While counterfeit criticisms have been plaguing Amazon for some time now, reports suggest that the new initiative was born out of actions by the National Football League and Major League Baseball, where they imposed bans on selling goods via third-party marketplaces amid concerns Amazon was being lacklustre in its approach to fakes.
"It is our responsibility to provide our fans with reliable and secure marketplaces to purchase officially licensed merchandise. Given the rampant growth of online-only retailers supplying counterfeit merchandise, our policies must hold every distribution partner to that same level of commitment," The MLB said in a statement to Bloomberg.
The NFL and NBA moves followed counterfeit concerns by shoe maker Birkenstock, which pulled its products from Amazon in January. Meanwhile tech giant Apple and music industry group the American Association of Independent Music have both recently claimed there were serious counterfeiting operations on the e-commerce site.

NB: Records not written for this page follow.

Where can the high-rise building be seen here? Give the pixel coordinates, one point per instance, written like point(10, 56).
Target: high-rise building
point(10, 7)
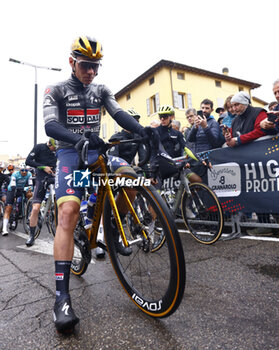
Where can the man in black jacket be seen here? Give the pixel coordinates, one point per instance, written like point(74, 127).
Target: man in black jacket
point(127, 151)
point(43, 158)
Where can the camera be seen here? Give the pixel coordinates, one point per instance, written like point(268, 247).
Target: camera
point(199, 113)
point(271, 117)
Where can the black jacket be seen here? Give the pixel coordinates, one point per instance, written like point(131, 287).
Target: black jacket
point(41, 156)
point(127, 151)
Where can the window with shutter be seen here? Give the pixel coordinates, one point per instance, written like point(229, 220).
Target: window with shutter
point(189, 100)
point(148, 106)
point(175, 99)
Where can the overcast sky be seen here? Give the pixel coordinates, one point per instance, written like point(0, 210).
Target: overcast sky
point(240, 35)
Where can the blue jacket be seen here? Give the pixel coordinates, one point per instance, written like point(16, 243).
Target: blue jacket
point(207, 138)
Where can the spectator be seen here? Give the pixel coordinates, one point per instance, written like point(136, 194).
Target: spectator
point(246, 128)
point(220, 111)
point(171, 139)
point(246, 125)
point(43, 158)
point(228, 116)
point(20, 181)
point(4, 181)
point(127, 151)
point(267, 126)
point(176, 125)
point(206, 131)
point(272, 105)
point(155, 123)
point(191, 114)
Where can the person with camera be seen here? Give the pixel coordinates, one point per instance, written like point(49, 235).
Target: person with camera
point(206, 131)
point(270, 125)
point(246, 124)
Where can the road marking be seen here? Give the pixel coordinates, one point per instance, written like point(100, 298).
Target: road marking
point(41, 246)
point(255, 238)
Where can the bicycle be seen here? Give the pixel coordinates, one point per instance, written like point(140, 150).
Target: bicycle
point(199, 205)
point(2, 211)
point(47, 210)
point(18, 211)
point(153, 279)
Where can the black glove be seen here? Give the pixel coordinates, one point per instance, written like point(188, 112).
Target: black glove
point(95, 142)
point(150, 134)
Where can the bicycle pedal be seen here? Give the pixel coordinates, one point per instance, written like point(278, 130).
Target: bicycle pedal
point(102, 245)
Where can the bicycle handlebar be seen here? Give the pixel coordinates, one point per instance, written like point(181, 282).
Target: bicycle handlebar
point(83, 153)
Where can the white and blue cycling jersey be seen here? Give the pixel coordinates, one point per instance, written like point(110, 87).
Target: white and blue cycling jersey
point(19, 181)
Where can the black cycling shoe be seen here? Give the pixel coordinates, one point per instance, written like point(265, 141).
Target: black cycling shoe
point(64, 316)
point(30, 241)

Amazon has been slowly ramping up efforts to tackle fakes on its platforms. In the summer it introduced listing fees and other administrative measures and earlier this month it filed two lawsuits against two vendors allegedly selling fake goods.
According to a recent report by CNET, the e-commerce site was also working on a new suite of digital tools to help protect smaller sellers.
"Amazon has zero tolerance for the sale of counterfeit items on our site… we are aggressively pursuing bad actors," Amazon said in a statement.
Amazon has more than two million independent sellers, and goods sold by third-party merchants account for almost 40 per cent of all products sold on the site. Figures on the proportion of counterfeiters masquerading as genuine sellers is unknown.